Daí, quase quatro décadas desde o fim da escravização negra veio o registro oficial da “ideologia do menor” instaurada pelo Código Mello Mattos em 1927, vários estudos argumentam que o objetivo foi formalizar o tratamento que a sociedade já aplicava às crianças e aos adolescentes negras/negros.

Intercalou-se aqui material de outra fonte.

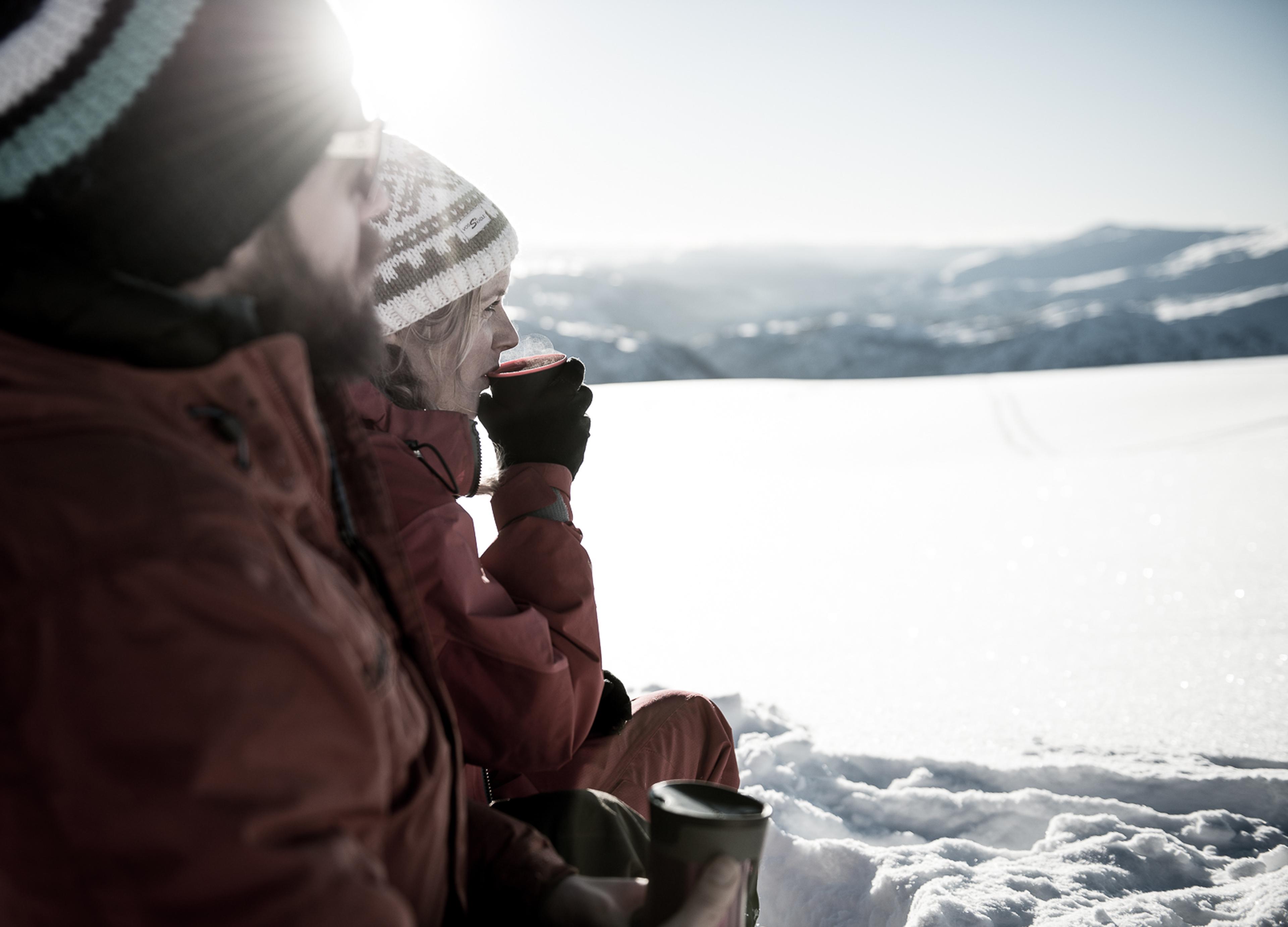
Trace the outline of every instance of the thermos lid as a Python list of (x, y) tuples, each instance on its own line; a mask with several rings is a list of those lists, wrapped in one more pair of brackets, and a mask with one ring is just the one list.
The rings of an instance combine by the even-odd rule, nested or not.
[(725, 785), (708, 782), (672, 779), (649, 789), (649, 805), (684, 818), (707, 820), (759, 821), (768, 818), (765, 802), (744, 796)]
[(737, 789), (672, 779), (648, 792), (653, 851), (705, 863), (717, 854), (760, 857), (772, 809)]

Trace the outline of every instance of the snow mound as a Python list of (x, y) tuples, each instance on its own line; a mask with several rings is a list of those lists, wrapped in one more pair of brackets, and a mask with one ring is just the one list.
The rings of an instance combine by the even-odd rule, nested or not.
[(1288, 770), (829, 754), (775, 709), (717, 703), (743, 788), (774, 809), (768, 927), (1288, 924)]

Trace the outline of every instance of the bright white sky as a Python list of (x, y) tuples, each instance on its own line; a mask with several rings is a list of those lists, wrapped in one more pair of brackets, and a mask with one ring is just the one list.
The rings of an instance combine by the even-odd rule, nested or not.
[(332, 0), (533, 247), (1288, 219), (1284, 0)]

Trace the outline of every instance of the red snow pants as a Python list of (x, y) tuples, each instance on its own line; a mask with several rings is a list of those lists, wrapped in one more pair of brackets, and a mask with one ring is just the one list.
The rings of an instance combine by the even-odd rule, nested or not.
[[(484, 800), (483, 775), (470, 767), (470, 797)], [(592, 788), (617, 796), (648, 818), (648, 789), (666, 779), (703, 779), (738, 788), (733, 731), (711, 699), (666, 690), (631, 702), (618, 734), (592, 738), (571, 761), (549, 772), (492, 774), (493, 798)]]

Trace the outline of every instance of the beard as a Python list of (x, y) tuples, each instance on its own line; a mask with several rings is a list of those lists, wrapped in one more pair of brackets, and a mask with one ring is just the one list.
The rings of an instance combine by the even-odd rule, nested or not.
[(384, 241), (363, 225), (352, 278), (326, 278), (313, 269), (286, 210), (278, 210), (260, 234), (260, 259), (242, 291), (255, 299), (264, 335), (294, 332), (309, 350), (309, 368), (319, 386), (368, 377), (380, 368), (383, 339), (371, 282)]

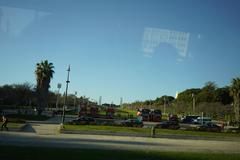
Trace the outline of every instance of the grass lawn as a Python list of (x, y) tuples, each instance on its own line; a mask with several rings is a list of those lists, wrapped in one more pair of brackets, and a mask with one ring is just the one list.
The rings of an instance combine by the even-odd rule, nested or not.
[(98, 125), (64, 125), (65, 130), (80, 131), (109, 131), (109, 132), (125, 132), (125, 133), (144, 133), (150, 134), (149, 128), (135, 127), (117, 127), (117, 126), (98, 126)]
[(0, 146), (1, 159), (24, 160), (239, 160), (240, 154), (153, 152), (153, 151), (112, 151), (96, 149), (70, 149), (48, 147)]
[(156, 129), (156, 134), (176, 134), (176, 135), (189, 135), (198, 137), (238, 137), (239, 133), (217, 133), (217, 132), (200, 132), (200, 131), (184, 131), (184, 130), (170, 130), (170, 129)]
[(22, 126), (24, 126), (25, 123), (8, 123), (8, 128), (14, 128), (14, 129), (18, 129), (18, 128), (21, 128)]
[(26, 120), (34, 120), (34, 121), (44, 121), (49, 119), (48, 116), (45, 115), (25, 115), (25, 114), (11, 114), (8, 115), (10, 122), (18, 122), (18, 121), (26, 121)]
[[(117, 126), (98, 126), (98, 125), (64, 125), (65, 130), (80, 130), (80, 131), (109, 131), (113, 133), (141, 133), (150, 135), (150, 128), (135, 128), (135, 127), (117, 127)], [(229, 138), (235, 137), (240, 139), (239, 133), (215, 133), (215, 132), (200, 132), (200, 131), (183, 131), (170, 129), (156, 129), (157, 135), (186, 135), (196, 137), (218, 137)]]

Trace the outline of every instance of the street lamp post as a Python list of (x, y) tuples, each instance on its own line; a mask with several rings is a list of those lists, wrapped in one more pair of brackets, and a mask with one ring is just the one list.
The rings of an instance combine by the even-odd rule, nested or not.
[(77, 91), (75, 92), (75, 96), (74, 96), (74, 109), (75, 109), (75, 111), (77, 110), (77, 107), (76, 107), (76, 98), (77, 98)]
[(166, 114), (166, 97), (164, 96), (163, 99), (164, 99), (163, 114), (165, 115)]
[(192, 98), (193, 98), (193, 114), (195, 114), (195, 105), (196, 105), (196, 102), (195, 102), (195, 95), (194, 95), (194, 93), (192, 94)]
[(59, 91), (60, 91), (61, 86), (62, 86), (62, 84), (61, 84), (61, 83), (58, 83), (58, 85), (57, 85), (58, 93), (57, 93), (56, 109), (58, 109)]
[(70, 83), (69, 81), (70, 65), (68, 66), (67, 72), (68, 74), (67, 74), (66, 91), (65, 91), (65, 98), (64, 98), (64, 105), (63, 105), (62, 124), (64, 123), (64, 120), (65, 120), (65, 107), (67, 105), (67, 90), (68, 90), (68, 83)]

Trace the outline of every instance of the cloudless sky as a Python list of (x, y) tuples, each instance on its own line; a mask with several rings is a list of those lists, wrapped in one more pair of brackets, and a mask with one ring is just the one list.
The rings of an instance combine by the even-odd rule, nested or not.
[[(190, 34), (187, 55), (142, 50), (146, 28)], [(0, 0), (0, 85), (35, 84), (37, 62), (55, 66), (51, 90), (71, 65), (69, 93), (119, 103), (175, 96), (240, 76), (238, 0)]]

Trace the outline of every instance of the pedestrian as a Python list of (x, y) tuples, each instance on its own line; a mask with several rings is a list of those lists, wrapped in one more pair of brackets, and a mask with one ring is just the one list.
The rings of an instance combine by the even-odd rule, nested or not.
[(8, 118), (6, 116), (2, 116), (2, 127), (1, 127), (1, 131), (3, 130), (3, 128), (5, 128), (8, 131)]

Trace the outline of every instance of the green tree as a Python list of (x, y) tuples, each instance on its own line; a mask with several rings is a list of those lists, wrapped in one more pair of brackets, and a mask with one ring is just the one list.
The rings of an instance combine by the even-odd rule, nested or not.
[(214, 82), (205, 83), (197, 96), (198, 102), (214, 102), (214, 92), (216, 89), (217, 85)]
[(53, 77), (54, 66), (47, 60), (36, 64), (36, 81), (37, 81), (37, 110), (41, 114), (47, 106), (47, 97), (50, 88), (50, 81)]
[(239, 125), (239, 105), (240, 105), (240, 78), (233, 78), (230, 86), (230, 93), (233, 97), (233, 107), (235, 113), (235, 120)]

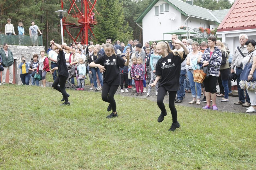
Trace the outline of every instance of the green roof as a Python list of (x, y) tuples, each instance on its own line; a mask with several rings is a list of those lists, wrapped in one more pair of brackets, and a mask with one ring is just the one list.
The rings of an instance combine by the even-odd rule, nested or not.
[(211, 11), (211, 12), (221, 22), (224, 19), (225, 16), (228, 13), (229, 9)]
[[(143, 18), (159, 0), (153, 1), (137, 18), (135, 22), (137, 23), (141, 22)], [(216, 19), (209, 12), (209, 11), (212, 11), (209, 10), (196, 5), (191, 5), (187, 2), (179, 1), (178, 0), (164, 0), (185, 16), (190, 16), (191, 17), (194, 17), (202, 19), (219, 22), (218, 20)], [(225, 16), (224, 16), (225, 17)]]

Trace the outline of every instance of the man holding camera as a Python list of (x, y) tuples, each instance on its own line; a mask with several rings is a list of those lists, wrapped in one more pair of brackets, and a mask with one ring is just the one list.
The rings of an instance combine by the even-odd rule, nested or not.
[(2, 57), (2, 63), (4, 67), (4, 71), (2, 72), (2, 84), (5, 84), (5, 76), (8, 69), (9, 72), (9, 84), (13, 84), (13, 53), (8, 47), (9, 46), (6, 43), (4, 44), (2, 48), (0, 49), (0, 55)]

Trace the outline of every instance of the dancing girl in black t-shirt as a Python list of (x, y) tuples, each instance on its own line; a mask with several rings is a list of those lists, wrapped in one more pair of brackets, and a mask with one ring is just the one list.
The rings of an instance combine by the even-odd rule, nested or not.
[(113, 46), (109, 44), (105, 44), (104, 51), (105, 54), (90, 63), (90, 66), (97, 67), (100, 72), (104, 72), (101, 97), (103, 101), (109, 103), (107, 110), (109, 112), (112, 110), (112, 113), (106, 118), (112, 118), (117, 117), (114, 95), (121, 82), (119, 67), (123, 68), (124, 66), (128, 66), (130, 55), (128, 53), (126, 54), (126, 61), (115, 54)]
[[(68, 72), (67, 64), (66, 64), (65, 55), (63, 50), (65, 50), (70, 51), (72, 51), (74, 50), (71, 49), (70, 47), (66, 45), (57, 44), (54, 42), (53, 39), (50, 42), (51, 45), (52, 44), (55, 46), (55, 52), (58, 54), (57, 62), (57, 67), (53, 68), (50, 70), (50, 73), (52, 74), (55, 70), (57, 70), (58, 75), (51, 86), (62, 94), (63, 98), (61, 101), (65, 100), (65, 101), (60, 105), (70, 105), (70, 104), (68, 99), (69, 95), (67, 93), (65, 89), (65, 85), (68, 77)], [(59, 84), (59, 87), (58, 85)]]
[(157, 61), (156, 69), (156, 80), (151, 84), (151, 86), (156, 86), (159, 81), (158, 94), (157, 100), (157, 105), (161, 110), (161, 113), (157, 121), (161, 122), (167, 114), (163, 103), (166, 92), (169, 92), (169, 107), (172, 117), (172, 123), (169, 131), (174, 131), (180, 126), (177, 120), (177, 110), (174, 105), (174, 100), (177, 91), (179, 87), (179, 75), (181, 64), (184, 60), (189, 51), (182, 42), (178, 39), (173, 40), (175, 44), (180, 45), (184, 49), (183, 52), (173, 52), (168, 43), (159, 42), (157, 45), (157, 52), (162, 57)]

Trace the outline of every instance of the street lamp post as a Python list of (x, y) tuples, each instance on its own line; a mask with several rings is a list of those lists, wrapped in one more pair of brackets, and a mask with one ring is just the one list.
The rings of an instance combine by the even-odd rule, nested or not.
[(63, 11), (61, 10), (60, 10), (59, 11), (55, 11), (55, 13), (57, 13), (58, 16), (59, 17), (60, 19), (60, 30), (61, 31), (61, 42), (62, 43), (62, 44), (63, 44), (64, 43), (64, 41), (63, 40), (63, 28), (62, 27), (62, 18), (64, 16), (65, 13), (66, 12), (65, 11)]

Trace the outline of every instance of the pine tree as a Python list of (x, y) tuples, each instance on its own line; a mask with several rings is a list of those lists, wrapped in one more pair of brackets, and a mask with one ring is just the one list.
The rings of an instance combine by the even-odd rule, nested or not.
[(96, 9), (99, 15), (96, 16), (97, 23), (93, 29), (96, 41), (105, 42), (110, 38), (113, 42), (118, 40), (127, 42), (132, 37), (128, 23), (124, 22), (122, 5), (118, 0), (99, 1)]

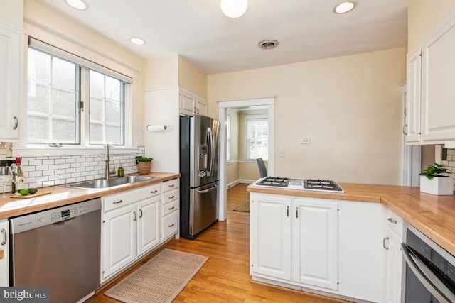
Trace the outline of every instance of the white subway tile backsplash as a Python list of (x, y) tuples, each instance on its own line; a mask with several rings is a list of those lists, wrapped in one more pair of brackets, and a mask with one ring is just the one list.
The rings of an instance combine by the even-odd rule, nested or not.
[[(126, 175), (137, 173), (136, 156), (144, 154), (144, 147), (138, 148), (137, 155), (116, 155), (112, 149), (109, 155), (110, 169), (114, 170), (115, 167), (117, 173), (117, 170), (122, 166)], [(36, 188), (103, 178), (106, 167), (104, 154), (23, 157), (21, 164), (26, 178), (26, 186)], [(6, 190), (11, 191), (11, 185), (7, 186)]]

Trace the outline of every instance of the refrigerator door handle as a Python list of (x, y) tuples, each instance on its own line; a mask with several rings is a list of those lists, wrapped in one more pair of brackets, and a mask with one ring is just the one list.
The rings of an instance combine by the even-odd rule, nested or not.
[(206, 192), (211, 192), (211, 191), (213, 191), (214, 189), (216, 189), (217, 188), (218, 188), (218, 185), (215, 185), (215, 186), (213, 186), (210, 188), (208, 188), (207, 189), (198, 190), (198, 194), (205, 194)]
[(210, 162), (207, 166), (207, 176), (210, 177), (213, 171), (213, 157), (215, 156), (215, 140), (213, 139), (213, 130), (212, 128), (207, 128), (207, 144), (208, 148), (208, 161)]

A indiciada pela morte de Miguel Otávio Santana da Silva enxergava esse menino como criança? Ou, ela o via como um menor? Porque se o visse como criança, não deveria deixá-lo subir sozinho. Mas, um menor de idade não é uma criança; mas, um potencial criminoso, ou ainda, um miserável do qual se livra dando esmola ou desviando o caminho. O que precisamos fazer? Muita coisa precisa ser feita. Nós precisamos de políticas públicas antirracistas que protejam crianças e adolescentes através do combate às desigualdades étnico-raciais. Diversos estudos não deixam dúvidas, crianças negras não são tratadas como “crianças” – as doutoras em Educação, Eliane Cavalleiro e Mighian Nunes, dentre outras já demonstraram isso.

De imediato, cabem atos por justiça pela morte de Miguel Otávio. É preciso que os meios legais apurem com rigor os acontecimentos, não podemos silenciar a esse respeito.  Alguns podem perguntar: vamos racializar a morte de uma criança? Mas, o debate já não está racializado demais? O caso tem componentes raciais realmente? Não se enganem: tudo está racializado.

Quem racializa as relações diariamente são os brancos e as brancas que não assumem os seus privilégios.

Quem racializa são pessoas brancas que insistem em embranquecer tudo que tocam. Em relação ao crime não podemos arriscar um parecer jurídico. Porém, o crime cometido por Sari Gaspar Corte Real seja homicídio doloso, homicídio culposo ou abando de incapaz, foi acima e antes de tudo: racismo! Caso alguma ou algum jurista se interesse pela hipótese, fique à vontade. Aqui eu sublinho o racismo cotidiano, o racismo sistêmico, esse racismo “invisível” que impede que uma criança seja vista como criança.

O raciocínio é simples, sendo a infância: uma categoria de proteção e cuidado, o racismo é implacável em impedir que crianças negras tenham esse direito. Vamos exigir justiça para Miguel Otávio, pelo direito das crianças negras à infância!